Do you find color photography intimidating? It doesn’t have to be.
A great way to get started with color photography is by using analogous colors.
In this article, I’ll explain what they are and how to use them in your photography.
What Is Color Theory
You might think color theory is something only painters need to study. That’s not true. As a photographer, you can benefit from learning at least the basics.
Color theory is a collection of rules and guidelines describing the use of color in art and design. It was developed a long time ago.
It’s easier to make a great photo if you know which color combinations look pleasing to the eye. It all starts with the famous color wheel. It shows the relationship between colors. From there, it’s easy to learn about analogous and triadic colors.
This will definitely make you a better photographer.
What Are Analogous Colors
Analogous colors are not difficult to find. Just pick a color from the color wheel and pick the three colors to the left or right from it.
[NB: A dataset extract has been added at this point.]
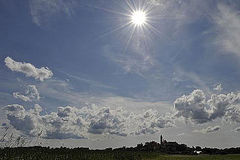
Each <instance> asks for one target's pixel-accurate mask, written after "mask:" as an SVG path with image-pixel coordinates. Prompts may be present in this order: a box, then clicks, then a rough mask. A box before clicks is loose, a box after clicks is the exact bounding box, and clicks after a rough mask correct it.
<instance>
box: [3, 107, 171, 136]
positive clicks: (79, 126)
mask: <svg viewBox="0 0 240 160" xmlns="http://www.w3.org/2000/svg"><path fill="white" fill-rule="evenodd" d="M6 111H7V119H8V120H9V122H10V124H11V125H12V126H13V127H14V128H15V129H17V130H20V131H22V132H23V133H25V134H27V135H30V136H41V137H44V138H52V139H56V138H57V139H65V138H87V137H88V135H89V134H90V133H91V134H112V135H118V136H127V135H129V134H136V135H139V134H153V133H156V132H157V131H159V129H160V128H165V127H171V126H172V125H173V121H172V120H171V119H170V118H169V119H166V118H164V117H161V116H160V115H159V114H158V113H156V111H152V110H151V111H147V112H145V113H144V114H134V113H129V112H127V111H126V110H123V109H111V108H108V107H96V106H92V107H83V108H80V109H79V108H76V107H71V106H66V107H58V111H57V112H52V113H50V114H46V115H41V114H40V112H41V111H42V108H41V107H40V106H39V105H35V107H34V108H33V109H30V110H26V109H25V108H24V107H23V106H21V105H18V104H13V105H8V106H6ZM133 124H134V125H133Z"/></svg>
For example, the color red can be picked with orange or purple.
You can also pick one color to the left and two to the right, for example. Those four colors are analogous colors.
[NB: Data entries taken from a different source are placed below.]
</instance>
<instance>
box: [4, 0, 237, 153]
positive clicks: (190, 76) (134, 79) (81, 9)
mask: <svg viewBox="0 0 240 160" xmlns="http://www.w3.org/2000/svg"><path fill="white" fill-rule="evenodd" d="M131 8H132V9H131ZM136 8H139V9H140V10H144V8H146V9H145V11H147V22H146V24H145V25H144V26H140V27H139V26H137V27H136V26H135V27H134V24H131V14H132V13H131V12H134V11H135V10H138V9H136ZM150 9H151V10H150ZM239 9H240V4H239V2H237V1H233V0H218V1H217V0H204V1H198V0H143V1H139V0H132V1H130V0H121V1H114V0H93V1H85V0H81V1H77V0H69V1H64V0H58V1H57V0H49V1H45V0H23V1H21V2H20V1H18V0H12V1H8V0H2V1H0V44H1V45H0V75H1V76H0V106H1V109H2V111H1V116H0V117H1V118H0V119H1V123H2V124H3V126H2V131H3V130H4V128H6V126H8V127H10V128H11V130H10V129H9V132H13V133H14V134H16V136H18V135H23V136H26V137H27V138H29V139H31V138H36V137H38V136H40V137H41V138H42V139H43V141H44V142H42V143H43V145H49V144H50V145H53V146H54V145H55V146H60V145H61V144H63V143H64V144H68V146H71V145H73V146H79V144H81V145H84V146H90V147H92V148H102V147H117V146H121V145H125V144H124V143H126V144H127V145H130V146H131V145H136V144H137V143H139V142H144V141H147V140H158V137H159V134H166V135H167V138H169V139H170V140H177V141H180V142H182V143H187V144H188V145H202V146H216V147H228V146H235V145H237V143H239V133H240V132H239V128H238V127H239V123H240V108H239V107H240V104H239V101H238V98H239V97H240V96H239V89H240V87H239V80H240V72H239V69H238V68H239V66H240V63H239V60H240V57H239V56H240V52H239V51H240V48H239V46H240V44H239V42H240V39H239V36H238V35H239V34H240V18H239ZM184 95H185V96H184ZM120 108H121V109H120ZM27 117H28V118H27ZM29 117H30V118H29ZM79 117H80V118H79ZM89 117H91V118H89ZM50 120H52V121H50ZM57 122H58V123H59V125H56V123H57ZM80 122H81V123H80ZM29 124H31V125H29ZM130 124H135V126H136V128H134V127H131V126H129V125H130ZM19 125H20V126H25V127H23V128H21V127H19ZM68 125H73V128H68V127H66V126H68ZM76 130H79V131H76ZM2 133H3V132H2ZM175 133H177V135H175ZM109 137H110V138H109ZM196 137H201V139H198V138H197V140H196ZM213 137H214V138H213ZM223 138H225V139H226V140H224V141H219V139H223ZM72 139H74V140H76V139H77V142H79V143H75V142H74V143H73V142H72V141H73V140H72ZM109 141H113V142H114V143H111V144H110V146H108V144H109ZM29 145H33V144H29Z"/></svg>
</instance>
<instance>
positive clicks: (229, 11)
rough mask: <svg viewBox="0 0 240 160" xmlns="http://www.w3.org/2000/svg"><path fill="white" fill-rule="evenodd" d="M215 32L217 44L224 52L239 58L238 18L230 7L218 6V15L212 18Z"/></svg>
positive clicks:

You can also choose just two colors next to each other. They’re also called analogous colors.
Why Use Analogous Colors in Photography
Use colors next to one another on the color wheel in your photos. This will make them look harmonious and easy to the eye. The combination always looks calm and soothing.
That doesn’t mean it’s always the right choice for your photos but it’s a good guideline to experiment with.
How to Use Analogous Colors in Photography
If you’re a landscape photographer, it’s also easy. You’ll probably have photographed a lot of analogous color schemes unknowingly.
Here’s an example of analogous colors in a landscape.
But also in the streets, you can find analogous colors.
Don’t Focus on Colors Only
When using analogous colors, it’s important to keep it interesting. Colors so closely related to each other could look boring.
Skipping a colour is also a good idea. Instead of using green and yellow-green, use green and orange.
And the most important thing is to make sure that your images are balanced. Every component and color should have its place in the frame.
How you arrange everything is your task and the most difficult part of being a photographer.
Color theory might sound intimidating but it’s absolutely not. Learning how the color wheel works will definitely make you a better photographer.
Use guidelines like analogous and triadic colors to your advantage but don’t forget your own creativity. They’re guidelines, not laws.